Riots broke out Tuesday in eastern Sierra Leone when health officials attempted to take a blood sample from a woman suspected of having Ebola. The clashes in the town of Koidu reportedly left two dead and residents under curfew.
The situation escalated after healthcare workers attempted to test a 90-year-old woman and take her to an Ebola treatment center, but the woman's grandson — a former youth chairman for the All People's Congress political party — refused to let authorities take her away. Located in the eastern district of Kono, the town does not have its own treatment center for Ebola and patients are instead taken to a nearby town.
After the riots erupted, groups of young people wandered the streets, reportedly attacking buildings.
A leader from Koidu reported seeing two bodies with gunshot wounds, according to Reuters. Local doctors confirmed to AFP that two people had been shot and killed during the riots. Local police commander David Koroma, however, told Reuters that shots were fired at the officers by young people, but that no one had been shot.
The violence in the diamond-rich district once again brings to the forefront the mistrust and tensions between citizens and the government in the West African country that has seen at least 1,259 people die from the hemorrhagic fever. In July, protesters demonstrated at an Ebola center after a nurse disseminated a conspiracy theory about the origins of the disease.
The incident Tuesday could be of particular concern as the virus continues to spread in the country. Sierra Leone's last Ebola-free district registered its first case of the disease on October 16. In its latest situation report issued Wednesday, the World Health Organization said transmission of Ebola in the region "remains intense." Sierra Leone registered 325 new cases in the last week, according to WHO, and government estimates indicate a rate of more than 20 deaths each day.

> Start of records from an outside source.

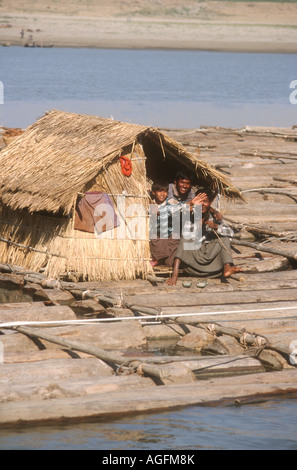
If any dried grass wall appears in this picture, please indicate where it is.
[0,143,151,281]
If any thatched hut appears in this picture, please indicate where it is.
[0,110,240,280]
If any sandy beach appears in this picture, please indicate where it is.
[0,0,297,53]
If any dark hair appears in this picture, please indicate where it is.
[175,170,192,183]
[195,188,218,202]
[151,181,169,192]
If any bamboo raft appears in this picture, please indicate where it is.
[0,127,297,426]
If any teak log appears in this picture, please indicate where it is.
[9,326,195,382]
[231,239,297,261]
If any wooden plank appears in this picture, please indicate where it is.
[125,290,297,309]
[0,370,297,425]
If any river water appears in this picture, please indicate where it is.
[0,47,297,128]
[0,47,297,450]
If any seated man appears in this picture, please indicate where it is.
[167,189,242,285]
[168,171,195,204]
[150,182,208,267]
[150,181,179,267]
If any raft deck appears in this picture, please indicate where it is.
[0,128,297,426]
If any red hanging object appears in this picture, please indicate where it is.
[120,155,132,176]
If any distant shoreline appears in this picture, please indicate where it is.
[0,39,297,54]
[0,13,297,54]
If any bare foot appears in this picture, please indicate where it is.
[150,259,159,268]
[166,276,177,286]
[223,264,242,277]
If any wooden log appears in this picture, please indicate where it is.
[0,372,154,407]
[8,327,195,383]
[0,370,297,425]
[0,302,77,323]
[231,239,297,261]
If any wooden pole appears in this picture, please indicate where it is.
[231,239,297,261]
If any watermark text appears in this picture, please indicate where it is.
[290,80,297,104]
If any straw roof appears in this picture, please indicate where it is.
[0,110,241,215]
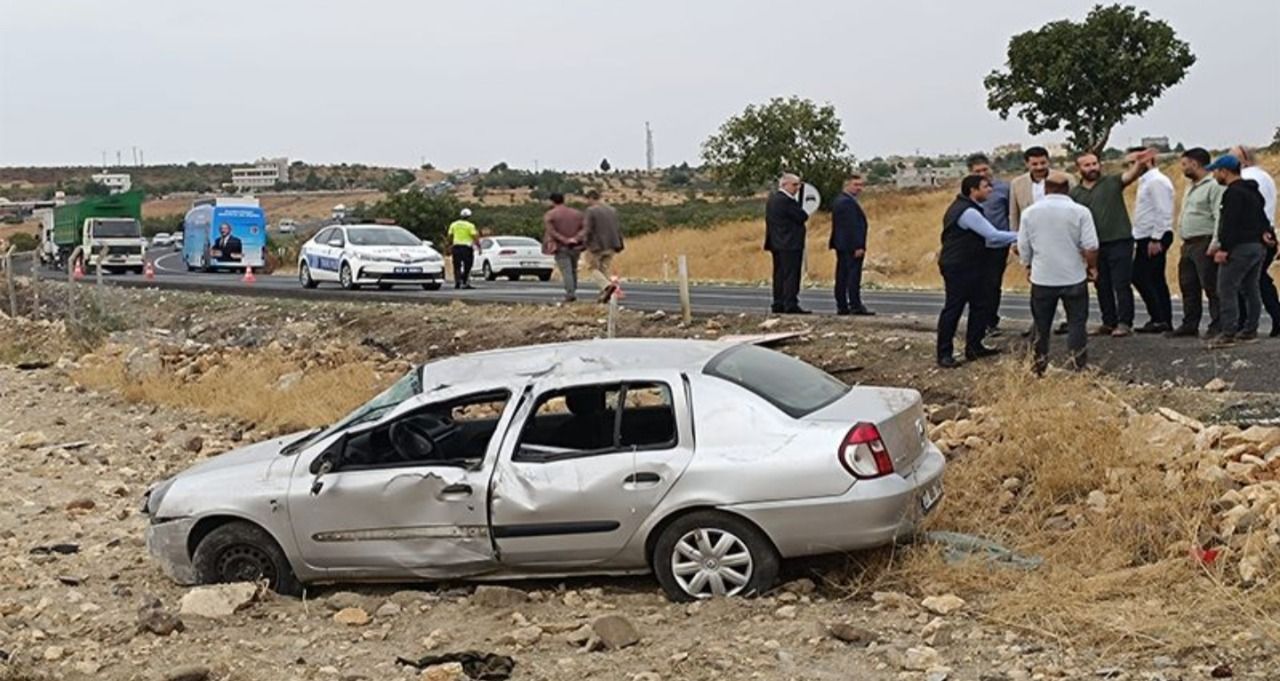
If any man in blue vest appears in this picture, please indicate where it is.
[937,175,1018,369]
[829,174,876,316]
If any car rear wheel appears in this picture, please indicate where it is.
[298,262,316,288]
[192,521,302,595]
[652,511,781,602]
[338,262,360,291]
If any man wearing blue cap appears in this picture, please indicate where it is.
[1208,154,1276,348]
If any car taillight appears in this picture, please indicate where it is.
[838,422,893,479]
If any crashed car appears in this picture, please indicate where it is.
[145,339,945,600]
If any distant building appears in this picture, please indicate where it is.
[893,163,968,189]
[90,170,133,193]
[1142,137,1172,151]
[230,157,289,191]
[991,142,1023,159]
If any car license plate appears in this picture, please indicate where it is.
[920,480,942,513]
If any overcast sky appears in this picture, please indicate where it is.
[0,0,1280,169]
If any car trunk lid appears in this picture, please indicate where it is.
[804,387,928,474]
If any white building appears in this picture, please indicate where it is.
[90,170,133,193]
[232,159,289,191]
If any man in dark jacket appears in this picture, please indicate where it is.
[1207,154,1276,348]
[764,173,809,315]
[937,175,1018,369]
[829,174,876,315]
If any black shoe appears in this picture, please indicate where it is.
[964,346,1000,362]
[1134,321,1172,333]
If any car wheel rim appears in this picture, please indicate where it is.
[218,544,275,584]
[671,527,754,598]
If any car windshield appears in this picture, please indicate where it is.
[347,227,422,246]
[93,220,142,239]
[703,344,849,419]
[498,237,541,248]
[280,367,422,454]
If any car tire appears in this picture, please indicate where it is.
[338,262,360,291]
[650,511,782,603]
[298,260,316,288]
[192,521,302,597]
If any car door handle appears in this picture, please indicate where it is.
[440,483,471,498]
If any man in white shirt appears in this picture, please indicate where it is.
[1129,147,1174,333]
[1231,145,1280,338]
[1018,170,1098,374]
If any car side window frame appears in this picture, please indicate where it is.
[511,379,681,463]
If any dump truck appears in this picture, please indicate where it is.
[54,192,147,274]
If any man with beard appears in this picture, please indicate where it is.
[1071,152,1144,338]
[1169,147,1222,338]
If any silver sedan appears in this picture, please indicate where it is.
[145,339,945,600]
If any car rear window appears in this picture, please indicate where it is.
[703,344,849,419]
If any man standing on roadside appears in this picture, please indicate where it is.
[582,189,622,302]
[1208,154,1276,348]
[764,173,809,315]
[936,175,1018,369]
[1130,147,1174,333]
[543,192,585,302]
[1071,152,1139,338]
[1169,147,1222,339]
[1018,170,1098,374]
[448,209,480,288]
[1231,145,1280,338]
[968,154,1010,335]
[829,174,876,315]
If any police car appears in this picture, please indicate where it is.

Two of the most telling details of the riots in Koidu are the fact that the participants were young and the district is rich in resources. Areas like Koidu are places where youth have been historically marginzalizd by both the government and extraction industries in Sierra Leone, Tufts University anthropologist Rosalind Shaw told VICE News.
"Young people have been used, their lives used up by others," Shaw said.
Following an economic collapse in the 1980s and a violent civil war that began in 1991 and lasted for more than a decade, a generation of young people in Sierra Leone have developed a wide mistrust of government and concern for political corruption. Despite some narratives surrounding the Ebola outbreak in West Africa have suggested, Shaw said riots like the one in Koidu have less to do with fear of modern medicine, and more to do with legitimate skepticism of the government.
"It's not from some irrational thing of why are these traditional Africans so afraid of a modern state and modern medicine," Shaw said, explaining the motivation behind the riots. "There's experience forming their actions and experience for a longtime that tells them their lives are expendable."